Clark may have had a hand in that very reputation. He started fighting salmon farms in the late ’90s. “The majority of the industry said, ‘We want something fresh, consistent and available 365 days a year,’” recalls Clark.
“So we’ll use wild in season when it’s cheap, but when tourists come to B.C. in April because they hear about our famous wild salmon, they’re going to get farmed and they’re not going to be told the difference. You could take any menu from 1992 in Vancouver: all had grilled B.C. salmon in a chardonnay cream sauce or whatever it was, and it was all farmed Atlantic. None of it was wild. That’s fraud.”
From a sustainability perspective, Clark isn’t convinced that farming salmon is the solution. “The beauty of wild Pacific salmon is that this high-quality, super healthy food source, this protein, for its entire life it will take care of itself,” he says.
“It will reproduce by itself, find its way to the breeding grounds by itself, fatten itself up. And it will come home to the exact spot in the river it was born. We harvest it at the river’s mouth, so now we have a nutrient-rich protein on the table. To get a farmed salmon on that same table, you have to use a tremendous amount of carbon.”
There’s also the oft-used argument that, for every farmed salmon eaten, a wild salmon is saved.

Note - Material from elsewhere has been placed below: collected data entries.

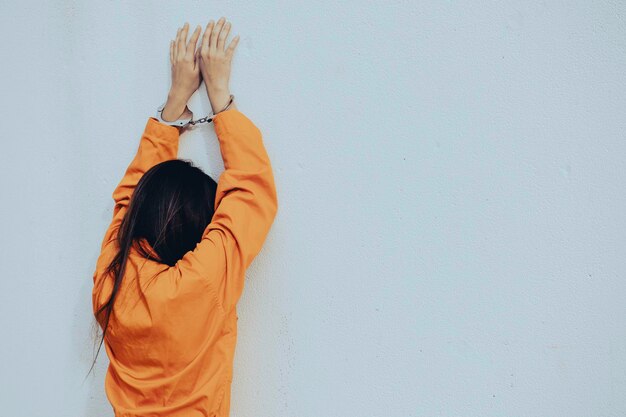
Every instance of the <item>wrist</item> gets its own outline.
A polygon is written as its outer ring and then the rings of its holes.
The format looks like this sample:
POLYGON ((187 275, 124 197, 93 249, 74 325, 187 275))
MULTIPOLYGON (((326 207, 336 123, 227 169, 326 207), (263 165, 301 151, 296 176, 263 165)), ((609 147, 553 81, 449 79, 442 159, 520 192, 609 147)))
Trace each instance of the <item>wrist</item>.
POLYGON ((228 87, 207 86, 206 90, 213 113, 221 111, 230 101, 230 89, 228 87))
POLYGON ((191 116, 191 112, 187 107, 187 99, 180 94, 170 92, 167 95, 167 101, 161 113, 163 120, 173 122, 174 120, 189 116, 191 116))

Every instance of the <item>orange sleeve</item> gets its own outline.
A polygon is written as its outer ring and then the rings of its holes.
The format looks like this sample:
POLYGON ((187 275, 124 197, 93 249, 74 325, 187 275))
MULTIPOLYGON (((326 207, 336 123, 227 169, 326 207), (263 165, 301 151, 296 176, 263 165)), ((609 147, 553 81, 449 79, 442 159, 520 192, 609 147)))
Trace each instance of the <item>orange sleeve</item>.
POLYGON ((217 182, 215 213, 195 249, 172 269, 176 279, 205 283, 227 313, 242 294, 246 269, 261 250, 278 201, 259 129, 237 109, 218 113, 213 123, 225 168, 217 182))
POLYGON ((178 156, 179 137, 180 128, 160 123, 154 117, 148 119, 137 153, 113 191, 112 197, 115 202, 113 220, 104 234, 101 249, 117 237, 117 231, 128 209, 133 191, 143 174, 156 164, 178 156))

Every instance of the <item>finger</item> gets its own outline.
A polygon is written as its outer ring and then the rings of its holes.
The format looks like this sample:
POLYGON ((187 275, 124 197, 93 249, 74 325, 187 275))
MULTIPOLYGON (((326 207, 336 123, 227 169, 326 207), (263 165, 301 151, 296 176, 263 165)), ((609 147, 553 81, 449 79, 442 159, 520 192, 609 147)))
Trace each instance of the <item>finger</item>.
POLYGON ((174 39, 174 61, 178 59, 178 39, 180 39, 180 28, 176 30, 176 39, 174 39))
POLYGON ((239 44, 239 35, 235 36, 233 40, 230 41, 228 48, 226 48, 226 55, 229 58, 233 57, 233 54, 235 53, 235 48, 237 47, 238 44, 239 44))
POLYGON ((196 49, 196 53, 194 56, 194 60, 193 60, 193 68, 195 69, 200 69, 200 60, 202 58, 200 57, 200 48, 196 49))
POLYGON ((211 39, 209 40, 209 49, 214 50, 217 49, 217 38, 222 30, 222 25, 224 25, 224 17, 220 17, 215 27, 211 31, 211 39))
POLYGON ((187 45, 187 57, 189 59, 193 59, 196 54, 196 45, 198 45, 198 38, 200 37, 200 30, 202 28, 200 25, 196 27, 196 30, 193 31, 191 35, 191 39, 189 39, 189 44, 187 45))
POLYGON ((202 46, 200 47, 200 52, 208 53, 209 52, 209 40, 211 39, 211 31, 213 30, 213 20, 209 20, 206 28, 204 29, 204 35, 202 35, 202 46))
POLYGON ((185 23, 183 25, 182 30, 180 31, 180 36, 178 37, 178 57, 177 57, 178 60, 182 59, 185 56, 188 31, 189 31, 189 23, 185 23))
POLYGON ((170 41, 170 64, 174 63, 174 41, 170 41))
POLYGON ((226 38, 228 38, 228 33, 230 32, 230 22, 226 22, 224 27, 222 27, 222 31, 220 32, 219 38, 217 38, 217 50, 224 50, 224 43, 226 43, 226 38))

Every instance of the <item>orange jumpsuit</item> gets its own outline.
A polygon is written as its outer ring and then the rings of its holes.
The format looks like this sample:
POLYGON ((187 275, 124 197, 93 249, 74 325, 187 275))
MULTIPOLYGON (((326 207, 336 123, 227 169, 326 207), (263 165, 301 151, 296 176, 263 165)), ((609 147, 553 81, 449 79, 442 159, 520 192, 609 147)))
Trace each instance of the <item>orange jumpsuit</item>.
MULTIPOLYGON (((259 129, 236 109, 218 113, 213 123, 225 170, 201 241, 172 267, 143 258, 134 246, 129 255, 104 340, 105 391, 116 417, 229 415, 236 304, 278 205, 259 129)), ((149 168, 177 157, 180 129, 149 118, 113 192, 113 220, 93 275, 94 313, 113 288, 103 270, 116 252, 133 190, 149 168)))

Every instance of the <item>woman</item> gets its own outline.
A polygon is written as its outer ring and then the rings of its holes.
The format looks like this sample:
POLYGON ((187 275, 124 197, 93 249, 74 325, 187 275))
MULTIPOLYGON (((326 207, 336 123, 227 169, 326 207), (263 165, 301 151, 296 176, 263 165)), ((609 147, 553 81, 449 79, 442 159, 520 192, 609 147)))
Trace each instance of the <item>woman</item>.
POLYGON ((230 23, 211 20, 197 48, 201 28, 189 42, 188 29, 170 44, 167 101, 113 192, 93 276, 116 417, 229 415, 236 304, 277 211, 261 132, 229 91, 239 36, 225 47, 230 23), (193 116, 187 101, 202 80, 224 159, 217 183, 176 159, 181 126, 193 116))

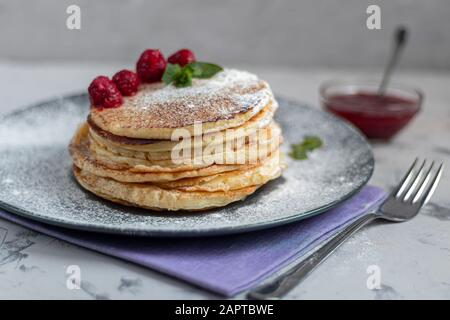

Clark does not like that angle. “Nothing could be further from the truth, because the two are not connected,” he says, pointing out that scientists working for Fisheries and Oceans Canada determine how much wild salmon can be taken sustainably, based on current science and volume of the salmon runs. “We’re not taking any more than what’s considered sustainable. But that salmon is going to be taken from the wild either way.”
Bell argues that he bases his decisions on science as well: “It’s my belief that if we lay off certain runs for a year or two—or even 10—they can recover. Wild salmon is incredibly resilient, but we can’t keep hammering it forever. Let’s not forget the cod fishery collapse of the ’90s, decades in the making, that devastated communities up and down the east coast. I don’t want to repeat that here in B.C.”
There are also the non-humans that need to be fed. “My goal is to leave enough fish in the ocean so that the entire ecosystem thrives,” Bell says. “And the other species that need wild salmon to survive, like eagles, whales, bears and trees, are able to thrive. Salmon is an extremely important keystone species. You take salmon out of the ecosystem and it collapses.”
What’s clear is that the argument that has engulfed the industry for years is going to be presented to the consumer for them to decide on. And no, I won’t tell you how I answered the sushi place. That’s a call you’ll have to make for yourself.